The next step is for the sensor to be tested in Queensland Health laboratories for use in a clinical setting. If it is successful, it could be the first time an artificially designed protein biosensor is suitable for a real-life diagnostic application.
Potential to scale
But it’s not the specific application that Alexandrov finds most exciting. It’s the platform itself, which is modular, similar to building with Lego bricks, meaning that – in theory – you can replace parts easily to target something else, such as another drug or medical biomarker. Although the truth is that there are many scientific questions that need to be answered before the researchers can achieve anything close to the universal platform they are ultimately aiming to build.
“The platform not only needs to be able to measure a wide range of entities – from small molecules to DNA ions – but it needs to be able to do that across a huge range of concentrations,” he says. “The answer also needs to come through in a timeframe that is acceptable for the healthcare provider, which is generally a few minutes.”
Here, Alexandrov reminds me again that because this conversation is happening, we know it is possible for information processing to occur at this scale. But the big question he keeps coming back to is how do we build that real-time biological information processing system? What can we assemble it from? What can we compromise on? And what can we not compromise on?

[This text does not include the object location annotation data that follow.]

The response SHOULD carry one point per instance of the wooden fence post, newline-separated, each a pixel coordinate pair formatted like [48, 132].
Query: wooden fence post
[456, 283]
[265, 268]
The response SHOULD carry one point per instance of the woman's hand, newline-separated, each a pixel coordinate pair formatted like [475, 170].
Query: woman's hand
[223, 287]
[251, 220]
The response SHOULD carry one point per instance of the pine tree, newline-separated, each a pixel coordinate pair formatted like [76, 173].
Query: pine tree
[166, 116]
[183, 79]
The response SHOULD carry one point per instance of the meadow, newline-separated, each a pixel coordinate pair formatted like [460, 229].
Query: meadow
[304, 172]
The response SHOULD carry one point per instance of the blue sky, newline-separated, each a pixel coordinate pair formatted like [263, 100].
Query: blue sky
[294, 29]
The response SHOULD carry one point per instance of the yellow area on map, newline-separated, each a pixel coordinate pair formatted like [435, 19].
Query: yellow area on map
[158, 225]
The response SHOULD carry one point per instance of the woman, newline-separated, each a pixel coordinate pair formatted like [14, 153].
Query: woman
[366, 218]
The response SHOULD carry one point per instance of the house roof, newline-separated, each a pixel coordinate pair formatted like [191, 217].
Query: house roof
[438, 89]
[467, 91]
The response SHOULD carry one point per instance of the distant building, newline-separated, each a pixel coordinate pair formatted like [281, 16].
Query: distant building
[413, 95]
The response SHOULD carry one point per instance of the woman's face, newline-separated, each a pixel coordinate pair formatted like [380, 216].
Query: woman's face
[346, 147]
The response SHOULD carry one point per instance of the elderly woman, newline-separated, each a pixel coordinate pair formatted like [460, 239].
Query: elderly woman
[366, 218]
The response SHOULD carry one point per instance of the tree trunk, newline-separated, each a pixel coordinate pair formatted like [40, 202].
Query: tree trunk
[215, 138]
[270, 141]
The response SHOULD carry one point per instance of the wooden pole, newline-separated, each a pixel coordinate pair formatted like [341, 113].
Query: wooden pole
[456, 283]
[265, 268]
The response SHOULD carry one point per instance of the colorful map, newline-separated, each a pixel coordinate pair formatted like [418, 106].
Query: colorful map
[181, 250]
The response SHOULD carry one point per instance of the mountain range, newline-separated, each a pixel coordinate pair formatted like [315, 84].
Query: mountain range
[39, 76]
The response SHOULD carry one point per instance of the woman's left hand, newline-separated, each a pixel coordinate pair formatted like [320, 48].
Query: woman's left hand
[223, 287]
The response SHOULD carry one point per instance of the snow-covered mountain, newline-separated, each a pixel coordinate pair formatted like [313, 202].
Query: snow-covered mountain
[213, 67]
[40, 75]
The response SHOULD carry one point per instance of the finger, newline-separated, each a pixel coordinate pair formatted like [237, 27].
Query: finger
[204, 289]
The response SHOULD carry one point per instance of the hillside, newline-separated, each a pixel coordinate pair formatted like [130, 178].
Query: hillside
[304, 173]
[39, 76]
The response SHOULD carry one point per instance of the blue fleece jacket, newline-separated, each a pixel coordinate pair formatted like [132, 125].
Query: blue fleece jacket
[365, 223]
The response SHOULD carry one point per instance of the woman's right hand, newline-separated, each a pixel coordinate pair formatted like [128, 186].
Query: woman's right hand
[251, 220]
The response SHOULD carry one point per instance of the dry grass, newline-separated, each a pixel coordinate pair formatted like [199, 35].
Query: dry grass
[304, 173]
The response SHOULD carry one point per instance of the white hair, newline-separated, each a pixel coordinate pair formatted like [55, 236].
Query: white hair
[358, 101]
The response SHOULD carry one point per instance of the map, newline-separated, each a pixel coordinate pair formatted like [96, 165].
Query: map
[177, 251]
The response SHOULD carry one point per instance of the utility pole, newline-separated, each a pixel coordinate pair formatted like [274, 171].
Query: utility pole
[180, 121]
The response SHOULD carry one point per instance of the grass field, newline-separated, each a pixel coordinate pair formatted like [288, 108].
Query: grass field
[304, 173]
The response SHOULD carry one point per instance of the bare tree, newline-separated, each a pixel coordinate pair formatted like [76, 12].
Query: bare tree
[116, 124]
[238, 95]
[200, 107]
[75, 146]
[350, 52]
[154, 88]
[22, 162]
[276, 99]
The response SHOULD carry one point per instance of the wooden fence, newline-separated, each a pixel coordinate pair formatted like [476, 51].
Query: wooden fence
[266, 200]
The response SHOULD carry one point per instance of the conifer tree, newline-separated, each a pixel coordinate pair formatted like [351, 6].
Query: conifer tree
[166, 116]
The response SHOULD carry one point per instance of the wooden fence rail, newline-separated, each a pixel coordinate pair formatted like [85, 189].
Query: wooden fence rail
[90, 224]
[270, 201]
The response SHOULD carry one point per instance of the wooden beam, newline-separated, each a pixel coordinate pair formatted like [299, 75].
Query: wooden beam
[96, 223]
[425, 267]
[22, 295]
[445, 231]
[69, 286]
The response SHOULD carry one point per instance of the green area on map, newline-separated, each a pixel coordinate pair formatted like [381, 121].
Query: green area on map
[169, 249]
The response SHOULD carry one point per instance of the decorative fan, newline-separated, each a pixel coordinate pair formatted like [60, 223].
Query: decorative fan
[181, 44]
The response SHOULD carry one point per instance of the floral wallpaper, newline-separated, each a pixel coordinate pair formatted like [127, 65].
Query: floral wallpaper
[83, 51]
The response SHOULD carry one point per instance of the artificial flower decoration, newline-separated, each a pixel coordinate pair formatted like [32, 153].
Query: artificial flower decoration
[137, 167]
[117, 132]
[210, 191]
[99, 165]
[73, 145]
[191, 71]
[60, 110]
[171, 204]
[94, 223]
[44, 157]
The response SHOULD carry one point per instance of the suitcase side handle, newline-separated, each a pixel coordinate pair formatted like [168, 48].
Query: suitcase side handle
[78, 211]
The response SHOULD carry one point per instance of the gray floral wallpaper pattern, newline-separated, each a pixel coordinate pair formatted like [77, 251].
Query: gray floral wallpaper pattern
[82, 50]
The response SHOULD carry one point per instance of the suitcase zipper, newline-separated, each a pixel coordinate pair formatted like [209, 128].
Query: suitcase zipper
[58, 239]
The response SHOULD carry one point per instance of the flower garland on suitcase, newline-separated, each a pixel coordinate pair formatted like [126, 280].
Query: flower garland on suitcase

To begin to answer some of these questions, he plans to bring in experts with additional skill sets to the next phase of the research. “We need modellers, mathematicians, people who think about systems and information processing in biology,” he says. “We are also really at the beginning of building our expertise in building protein switches, so we need to get better at that too, especially building them to technical specifications.”
Going out with a bang
Machine learning is making some aspects of this work easier. “While it hasn’t so far solved a problem we couldn’t have solved using traditional methods, it is reducing costs and speeding things up through sheer brute force,” Alexandrov says. “For example, it could be used to help us prototype a thousand switches, extract every useful parameter and feed them into a model, which would hopefully give us predictive guidance on where we should be taking the design.”
Even AI can’t speed up the regulatory process, however. “Things move slowly in the medical device field, particularly on the translational end,” he notes. “So in the short term, given that it takes on average two years to approve a medical device, we can only hope to have one product on the market that uses a synthetic protein switch in the next five years,” Alexandrov notes. “That in itself, though, would be incredibly exciting.”
Looking further ahead, this form of proteinbased sensing has potential applications beyond the diagnostic testing industry, too. “It’s actually a preface to a much more sophisticated form of bioengineering,” Alexandrov grins. “I’m talking about smart drugs – protein nano machines that go into the patient, recognise a biomarker and turn on a therapeutic function. It would use the same switch; it would just have a different chemistry. The opportunities in this area are huge.”
In the meantime, Alexandrov and his team are focusing on getting their first synthetic switch to patients, before pushing out other tests that can meet healthcare providers’ immediate needs. “It’s a long road and this concept will be the focus of my entire career,” he concludes. “But even if by the time I retire I launch three products, I’d be going out with a bang.”